There're open tasks about the progress starting with T204966

A few different issues here, I think:

  1. It seems this discussion is mixing a few different end points: we have "standard" article URLs like https://sr.wikipedia.org/sr-el/Бранислав_Лечић, and rest API requests that start with https://iu.wikipedia.org/api/rest_v1/. Among REST API requests, there is /feed/featured/, /page/summary, and /page/mobile-html, all of which are served from different services; as well as /page/html which is the underlying Parsoid service. I'm not certain whether all of these endpoints support Accept-Language, but we should separate them out and file separate bugs for each service.
  2. Parsoid (and thus parsoid-backed services exposed via the REST API) doesn't support all of the languages from core's language converter (yet). There will be gaps in language variant support.
  3. When you use the HTML "Accept-Language" header, you need to use the 'official' language codes for the languages in question. sr-el' and sr-ec', in particular, are not valid BCP 47 language codes (see T117845). You should use sr-Cyrl in your Accept-Language header.

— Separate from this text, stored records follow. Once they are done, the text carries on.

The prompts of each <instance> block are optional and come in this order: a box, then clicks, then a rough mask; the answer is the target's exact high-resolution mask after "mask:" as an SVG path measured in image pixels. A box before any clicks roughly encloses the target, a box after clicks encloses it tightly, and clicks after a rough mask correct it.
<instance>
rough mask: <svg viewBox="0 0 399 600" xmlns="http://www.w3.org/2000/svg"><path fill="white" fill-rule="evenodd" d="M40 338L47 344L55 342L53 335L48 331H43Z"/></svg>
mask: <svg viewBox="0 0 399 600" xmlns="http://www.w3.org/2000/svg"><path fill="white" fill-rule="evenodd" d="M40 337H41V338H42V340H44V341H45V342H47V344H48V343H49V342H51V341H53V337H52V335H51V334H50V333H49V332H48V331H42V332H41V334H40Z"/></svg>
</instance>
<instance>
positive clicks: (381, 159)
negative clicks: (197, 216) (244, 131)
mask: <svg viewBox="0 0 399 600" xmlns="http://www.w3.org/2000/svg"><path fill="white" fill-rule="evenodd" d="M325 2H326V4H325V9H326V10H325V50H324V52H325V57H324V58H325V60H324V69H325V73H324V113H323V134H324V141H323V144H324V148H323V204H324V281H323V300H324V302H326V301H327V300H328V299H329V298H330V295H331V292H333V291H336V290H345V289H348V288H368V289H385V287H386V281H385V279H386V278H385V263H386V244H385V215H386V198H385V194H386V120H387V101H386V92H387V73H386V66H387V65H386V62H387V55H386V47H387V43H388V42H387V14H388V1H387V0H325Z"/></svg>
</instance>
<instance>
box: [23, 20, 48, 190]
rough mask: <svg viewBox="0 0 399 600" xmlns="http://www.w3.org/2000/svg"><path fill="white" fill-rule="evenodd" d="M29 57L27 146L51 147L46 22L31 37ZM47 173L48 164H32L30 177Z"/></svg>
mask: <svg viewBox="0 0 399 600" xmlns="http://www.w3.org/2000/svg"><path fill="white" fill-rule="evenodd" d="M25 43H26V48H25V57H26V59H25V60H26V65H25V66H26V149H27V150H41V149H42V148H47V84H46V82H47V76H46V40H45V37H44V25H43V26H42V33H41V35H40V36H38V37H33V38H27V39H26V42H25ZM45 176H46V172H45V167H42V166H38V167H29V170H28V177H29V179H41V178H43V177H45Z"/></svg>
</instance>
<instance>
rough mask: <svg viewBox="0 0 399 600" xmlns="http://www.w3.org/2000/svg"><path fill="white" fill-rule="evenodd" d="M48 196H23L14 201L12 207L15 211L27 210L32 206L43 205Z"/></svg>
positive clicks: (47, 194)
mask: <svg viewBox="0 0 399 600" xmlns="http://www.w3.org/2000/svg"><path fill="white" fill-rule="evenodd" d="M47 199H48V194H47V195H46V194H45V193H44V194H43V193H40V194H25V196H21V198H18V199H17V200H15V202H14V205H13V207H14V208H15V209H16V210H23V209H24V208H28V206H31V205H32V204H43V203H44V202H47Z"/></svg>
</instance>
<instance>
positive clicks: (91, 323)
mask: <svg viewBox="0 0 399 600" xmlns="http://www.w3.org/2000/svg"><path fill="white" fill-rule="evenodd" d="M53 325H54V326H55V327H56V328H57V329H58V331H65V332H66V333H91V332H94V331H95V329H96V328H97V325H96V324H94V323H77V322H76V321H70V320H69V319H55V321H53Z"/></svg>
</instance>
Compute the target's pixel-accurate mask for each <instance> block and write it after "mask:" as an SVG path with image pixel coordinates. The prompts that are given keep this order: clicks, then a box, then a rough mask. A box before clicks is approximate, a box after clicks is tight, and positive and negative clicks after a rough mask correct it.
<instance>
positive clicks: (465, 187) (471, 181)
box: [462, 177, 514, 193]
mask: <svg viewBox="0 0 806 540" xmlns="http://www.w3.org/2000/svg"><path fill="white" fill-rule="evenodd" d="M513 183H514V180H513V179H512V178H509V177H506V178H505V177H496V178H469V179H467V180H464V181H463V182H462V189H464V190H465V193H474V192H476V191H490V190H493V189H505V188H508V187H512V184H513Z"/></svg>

Any or all of 1-3 could explain a failure to get converted output. You could use using a REST endpoint which doesn't support Accept-Language (even if other rest endpoints do). You could be trying to fetch a language which is not yet supported by Parsoid. And/or you could be using an invalid BCP 47 code for the language variant in question. (Finally: the site name of the request selects a particular wiki configuration, and its possible language converter is disabled on the named wiki, or that it has a slightly different language configuration.)

In order to make progress here I think we need to be very precise about what the bug(s) are, and file appropriate tasks -- each service is maintained by a separate team, so lumping issues with different services together makes it hard to assign an owner to the task.

  1. /feed/featured/, /page/summary/, and /page/mobile-html support the Accept-Language header or have support provided by restbase
  2. ...
  3. Oddly, even though sr-el and sr-ec aren't BCP 47 compliant, they work. Other variants such as kk-latn and ike-latn are BCP 47 compliant but won't work when requesting /page/html endpoint. The languages have MediaWiki support though, as can be confirmed by the following examples:

@cscott Maybe we are talking about a parsoid language coverage gap?